Transformations Submodule

In this section, we discuss various signal processing transformations that are available.

env(signals)

Extracting the envelope of a set of signals

Arguments:
  • signals: A pandas.DataFrame incuding signals in its rows.
Return Value:
  • A pandas.DataFrame whose rows are the envelopes of the signals stored in the inputted DataFrame.
Descriptions:

This function extracts the envelope of signals, stored in a pandas.DataFrame object.

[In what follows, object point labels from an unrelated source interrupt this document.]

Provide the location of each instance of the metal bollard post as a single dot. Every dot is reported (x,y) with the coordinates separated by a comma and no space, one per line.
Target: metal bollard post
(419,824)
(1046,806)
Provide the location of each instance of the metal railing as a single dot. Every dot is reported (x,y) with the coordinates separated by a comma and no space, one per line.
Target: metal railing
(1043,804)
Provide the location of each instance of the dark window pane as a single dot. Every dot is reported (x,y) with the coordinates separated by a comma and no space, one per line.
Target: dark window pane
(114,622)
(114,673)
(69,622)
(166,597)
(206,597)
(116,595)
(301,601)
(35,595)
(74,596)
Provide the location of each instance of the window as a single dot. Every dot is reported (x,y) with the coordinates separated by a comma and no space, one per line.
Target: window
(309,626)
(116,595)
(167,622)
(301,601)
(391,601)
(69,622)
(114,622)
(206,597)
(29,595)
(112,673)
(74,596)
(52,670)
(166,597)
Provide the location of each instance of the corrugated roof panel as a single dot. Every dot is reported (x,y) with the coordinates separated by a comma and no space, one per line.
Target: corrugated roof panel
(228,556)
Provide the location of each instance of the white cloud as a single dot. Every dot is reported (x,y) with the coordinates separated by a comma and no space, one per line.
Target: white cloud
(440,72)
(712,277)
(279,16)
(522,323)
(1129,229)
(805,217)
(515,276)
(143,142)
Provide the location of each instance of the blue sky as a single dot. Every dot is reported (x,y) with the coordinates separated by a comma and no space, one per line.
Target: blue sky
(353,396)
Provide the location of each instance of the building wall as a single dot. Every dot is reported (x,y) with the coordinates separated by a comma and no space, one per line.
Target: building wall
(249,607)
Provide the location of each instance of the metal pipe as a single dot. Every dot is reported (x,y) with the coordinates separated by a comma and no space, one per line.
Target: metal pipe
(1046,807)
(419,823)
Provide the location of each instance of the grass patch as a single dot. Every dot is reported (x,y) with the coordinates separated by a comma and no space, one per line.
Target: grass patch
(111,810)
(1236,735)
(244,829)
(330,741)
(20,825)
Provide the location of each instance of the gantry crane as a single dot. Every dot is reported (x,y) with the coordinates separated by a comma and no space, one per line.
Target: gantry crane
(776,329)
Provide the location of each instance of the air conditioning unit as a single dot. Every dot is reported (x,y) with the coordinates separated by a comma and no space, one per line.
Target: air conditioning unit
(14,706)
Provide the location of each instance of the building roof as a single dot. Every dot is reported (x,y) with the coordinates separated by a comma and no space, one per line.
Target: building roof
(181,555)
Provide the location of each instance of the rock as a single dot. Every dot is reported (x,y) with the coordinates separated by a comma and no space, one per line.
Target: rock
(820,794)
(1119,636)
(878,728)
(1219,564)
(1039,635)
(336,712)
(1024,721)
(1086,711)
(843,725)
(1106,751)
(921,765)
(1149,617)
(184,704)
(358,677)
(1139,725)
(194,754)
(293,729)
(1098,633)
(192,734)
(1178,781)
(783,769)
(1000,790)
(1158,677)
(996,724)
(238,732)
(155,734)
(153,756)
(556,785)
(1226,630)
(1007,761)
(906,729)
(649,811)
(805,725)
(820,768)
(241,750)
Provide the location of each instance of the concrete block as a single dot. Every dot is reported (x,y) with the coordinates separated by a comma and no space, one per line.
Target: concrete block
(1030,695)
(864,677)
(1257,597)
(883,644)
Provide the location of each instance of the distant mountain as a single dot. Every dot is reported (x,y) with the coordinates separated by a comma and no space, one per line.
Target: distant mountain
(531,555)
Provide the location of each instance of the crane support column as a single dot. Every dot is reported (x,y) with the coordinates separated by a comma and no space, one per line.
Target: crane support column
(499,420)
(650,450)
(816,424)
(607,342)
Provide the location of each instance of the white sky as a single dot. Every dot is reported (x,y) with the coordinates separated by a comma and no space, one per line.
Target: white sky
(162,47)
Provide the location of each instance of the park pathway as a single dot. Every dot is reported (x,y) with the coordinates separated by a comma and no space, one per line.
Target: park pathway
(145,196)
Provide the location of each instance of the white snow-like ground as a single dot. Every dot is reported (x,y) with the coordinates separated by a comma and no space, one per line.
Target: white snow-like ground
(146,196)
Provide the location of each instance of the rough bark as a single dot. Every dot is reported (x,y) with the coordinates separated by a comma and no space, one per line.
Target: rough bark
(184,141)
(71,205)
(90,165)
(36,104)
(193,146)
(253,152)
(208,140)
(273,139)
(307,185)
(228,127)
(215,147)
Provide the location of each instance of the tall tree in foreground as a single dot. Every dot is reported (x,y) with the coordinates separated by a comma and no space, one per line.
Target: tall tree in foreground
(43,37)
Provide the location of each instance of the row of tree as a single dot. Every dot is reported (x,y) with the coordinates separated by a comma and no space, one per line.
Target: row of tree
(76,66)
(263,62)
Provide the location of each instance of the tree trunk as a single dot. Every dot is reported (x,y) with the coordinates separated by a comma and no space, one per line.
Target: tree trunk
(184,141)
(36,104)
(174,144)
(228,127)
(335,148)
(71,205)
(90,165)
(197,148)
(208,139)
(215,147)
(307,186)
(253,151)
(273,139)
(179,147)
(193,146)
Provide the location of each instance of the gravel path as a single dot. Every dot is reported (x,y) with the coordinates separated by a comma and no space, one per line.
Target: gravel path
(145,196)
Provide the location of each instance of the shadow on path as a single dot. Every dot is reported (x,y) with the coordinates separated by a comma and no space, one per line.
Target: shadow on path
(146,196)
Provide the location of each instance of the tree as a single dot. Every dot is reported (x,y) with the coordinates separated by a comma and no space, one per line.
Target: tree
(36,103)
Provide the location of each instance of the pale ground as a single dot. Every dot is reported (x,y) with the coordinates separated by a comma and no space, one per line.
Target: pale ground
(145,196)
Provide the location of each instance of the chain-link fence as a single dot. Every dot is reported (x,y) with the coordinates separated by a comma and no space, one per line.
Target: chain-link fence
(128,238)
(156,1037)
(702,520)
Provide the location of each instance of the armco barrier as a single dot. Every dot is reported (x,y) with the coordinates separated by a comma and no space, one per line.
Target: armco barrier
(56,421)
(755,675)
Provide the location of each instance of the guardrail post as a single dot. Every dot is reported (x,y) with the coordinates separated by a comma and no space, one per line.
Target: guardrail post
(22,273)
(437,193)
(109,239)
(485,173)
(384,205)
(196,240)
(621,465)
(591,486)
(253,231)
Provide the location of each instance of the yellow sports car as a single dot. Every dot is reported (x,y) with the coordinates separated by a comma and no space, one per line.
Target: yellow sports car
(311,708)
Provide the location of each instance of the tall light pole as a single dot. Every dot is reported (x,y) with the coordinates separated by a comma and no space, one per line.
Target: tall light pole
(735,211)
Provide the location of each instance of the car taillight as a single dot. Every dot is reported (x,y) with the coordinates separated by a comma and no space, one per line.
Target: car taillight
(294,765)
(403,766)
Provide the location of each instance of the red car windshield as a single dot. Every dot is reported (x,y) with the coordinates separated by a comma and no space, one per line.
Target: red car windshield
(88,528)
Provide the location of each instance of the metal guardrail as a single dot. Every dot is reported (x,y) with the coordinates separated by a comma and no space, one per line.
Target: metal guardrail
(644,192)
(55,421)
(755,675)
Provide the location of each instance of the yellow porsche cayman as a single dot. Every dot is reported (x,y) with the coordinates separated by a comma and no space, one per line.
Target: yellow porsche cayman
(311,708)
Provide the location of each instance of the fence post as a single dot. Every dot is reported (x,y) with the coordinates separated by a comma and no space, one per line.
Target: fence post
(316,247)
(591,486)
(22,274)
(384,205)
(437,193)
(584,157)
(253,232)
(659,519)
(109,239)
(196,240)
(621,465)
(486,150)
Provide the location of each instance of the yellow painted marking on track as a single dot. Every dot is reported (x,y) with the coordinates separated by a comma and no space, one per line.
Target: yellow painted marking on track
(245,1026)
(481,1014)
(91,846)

This is done through the application of Hilbert transform (scipy.signal.hilbert); also numpy.abs is used to calculate the absolute magnitude, from both the imaginery and real parts.

Usage example:

from damavand.damavand.datasets.downloaders import read_addresses, ZipDatasetDownloader
from damavand.damavand.datasets.digestors import MFPT
from damavand.damavand.signal_processing.transformations import env

# Downloading the MFPT dataset
addresses = read_addresses()
downloader = ZipDatasetDownloader(addresses['MFPT'])
downloader.download_extract('MFPT.zip', 'MFPT/')

mfpt = MFPT('MFPT/MFPT Fault Data Sets/', [
    '1 - Three Baseline Conditions',
    '2 - Three Outer Race Fault Conditions',
    '3 - Seven More Outer Race Fault Conditions',
    '4 - Seven Inner Race Fault Conditions',
])

# Mining the dataset
mining_params = {
    97656: {'win_len': 16671, 'hop_len': 2000},
    48828: {'win_len': 8337, 'hop_len': 1000},
}
mfpt.mine(mining_params)

# Signal/Metadata split
df = pd.concat(mfpt.data[48828]).reset_index(drop = True)
signals, metadata = df.iloc[:, : - 4], df.iloc[:, - 4 :]

# Envelope extraction
signals_env = env(signals)

fft(signals, freq_filter = None, window = None)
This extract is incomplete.